811 Sing aloud to God, our strength!
Make a joyful shout to the God of Jacob! 2 Raise a song, and bring here the tambourine,
the pleasant lyre with the harp. 3 Blow the trumpet at the New Moon,
at the full moon, on our feast day. 4 For it is a statute for Israel,
an ordinance of the God of Jacob. 5 He appointed it in Joseph for a testimony,
when he went out over the land of Egypt,
I heard a language that I didn’t know. 6 “I removed his shoulder from the burden.
His hands were freed from the basket. 7 You called in trouble, and I delivered you.
I answered you in the secret place of thunder.
I tested you at the waters of Meribah.” Selah.
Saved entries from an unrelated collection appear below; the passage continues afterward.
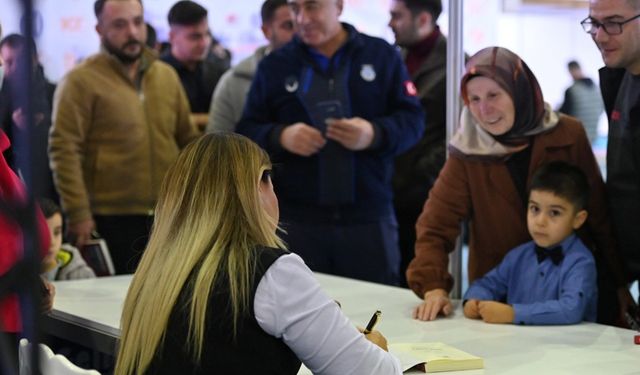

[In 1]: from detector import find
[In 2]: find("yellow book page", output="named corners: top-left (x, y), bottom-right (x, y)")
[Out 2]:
top-left (389, 342), bottom-right (484, 373)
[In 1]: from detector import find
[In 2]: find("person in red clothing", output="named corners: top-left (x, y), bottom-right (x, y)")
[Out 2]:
top-left (0, 42), bottom-right (54, 370)
top-left (0, 129), bottom-right (54, 375)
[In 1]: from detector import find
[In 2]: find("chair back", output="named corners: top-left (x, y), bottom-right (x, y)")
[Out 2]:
top-left (79, 238), bottom-right (115, 276)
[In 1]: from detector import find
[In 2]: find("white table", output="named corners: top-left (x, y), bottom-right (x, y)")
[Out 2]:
top-left (47, 274), bottom-right (640, 374)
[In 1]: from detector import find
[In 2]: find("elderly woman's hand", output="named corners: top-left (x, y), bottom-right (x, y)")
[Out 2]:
top-left (413, 288), bottom-right (453, 321)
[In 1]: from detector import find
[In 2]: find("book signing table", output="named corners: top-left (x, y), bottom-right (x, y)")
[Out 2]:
top-left (44, 274), bottom-right (640, 374)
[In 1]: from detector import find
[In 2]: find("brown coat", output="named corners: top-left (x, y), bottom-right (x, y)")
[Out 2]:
top-left (50, 49), bottom-right (199, 223)
top-left (406, 115), bottom-right (626, 297)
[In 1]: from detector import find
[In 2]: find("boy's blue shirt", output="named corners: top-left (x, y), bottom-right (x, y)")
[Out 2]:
top-left (464, 233), bottom-right (597, 325)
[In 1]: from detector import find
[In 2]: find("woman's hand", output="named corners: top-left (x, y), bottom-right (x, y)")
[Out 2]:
top-left (360, 329), bottom-right (389, 352)
top-left (413, 288), bottom-right (453, 321)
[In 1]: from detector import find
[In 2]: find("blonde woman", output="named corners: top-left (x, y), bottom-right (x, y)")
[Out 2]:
top-left (115, 133), bottom-right (401, 375)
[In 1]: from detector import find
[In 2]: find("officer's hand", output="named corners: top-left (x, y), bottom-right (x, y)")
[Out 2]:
top-left (325, 117), bottom-right (374, 151)
top-left (280, 123), bottom-right (326, 156)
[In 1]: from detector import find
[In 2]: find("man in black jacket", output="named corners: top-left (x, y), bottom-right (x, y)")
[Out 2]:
top-left (162, 0), bottom-right (227, 130)
top-left (583, 0), bottom-right (640, 313)
top-left (388, 0), bottom-right (447, 286)
top-left (0, 34), bottom-right (57, 201)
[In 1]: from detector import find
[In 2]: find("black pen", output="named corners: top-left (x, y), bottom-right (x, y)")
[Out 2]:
top-left (363, 310), bottom-right (381, 334)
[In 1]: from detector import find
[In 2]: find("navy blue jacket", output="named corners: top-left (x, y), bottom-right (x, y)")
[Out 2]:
top-left (599, 67), bottom-right (640, 280)
top-left (237, 24), bottom-right (424, 222)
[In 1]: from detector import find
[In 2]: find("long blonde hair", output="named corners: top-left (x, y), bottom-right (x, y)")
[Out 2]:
top-left (115, 133), bottom-right (284, 375)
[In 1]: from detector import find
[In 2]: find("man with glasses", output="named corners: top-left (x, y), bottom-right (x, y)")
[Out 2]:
top-left (583, 0), bottom-right (640, 322)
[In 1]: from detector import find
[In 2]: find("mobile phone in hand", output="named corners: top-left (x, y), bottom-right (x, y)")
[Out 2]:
top-left (312, 100), bottom-right (343, 134)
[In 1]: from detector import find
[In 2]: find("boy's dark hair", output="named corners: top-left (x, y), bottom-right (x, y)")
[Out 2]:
top-left (94, 0), bottom-right (143, 19)
top-left (168, 0), bottom-right (208, 26)
top-left (398, 0), bottom-right (442, 21)
top-left (39, 198), bottom-right (61, 219)
top-left (261, 0), bottom-right (287, 25)
top-left (529, 161), bottom-right (589, 211)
Matthew Henry's Commentary on Psalm 81:1-7
Commentary on Psalm 81:1-7
(Read Psalm 81:1-7)
All the worship we can render to the Lord is beneath his excellences, and our obligations to him, especially in our redemption from sin and wrath. What God had done on Israel's behalf, was kept in remembrance by public solemnities. To make a deliverance appear more gracious, more glorious, it is good to observe all that makes the trouble we are delivered from appear more grievous. We ought never to forget the base and ruinous drudgery to which Satan, our oppressor, brought us. But when, in distress of conscience, we are led to cry for deliverance, the Lord answers our prayers, and sets us at liberty. Convictions of sin, and trials by affliction, prove his regard to his people. If the Jews, on their solemn feast-days, were thus to call to mind their redemption out of Egypt, much more ought we, on the Christian sabbath, to call to mind a more glorious redemption, wrought out for us by our Lord Jesus Christ, from worse bondage.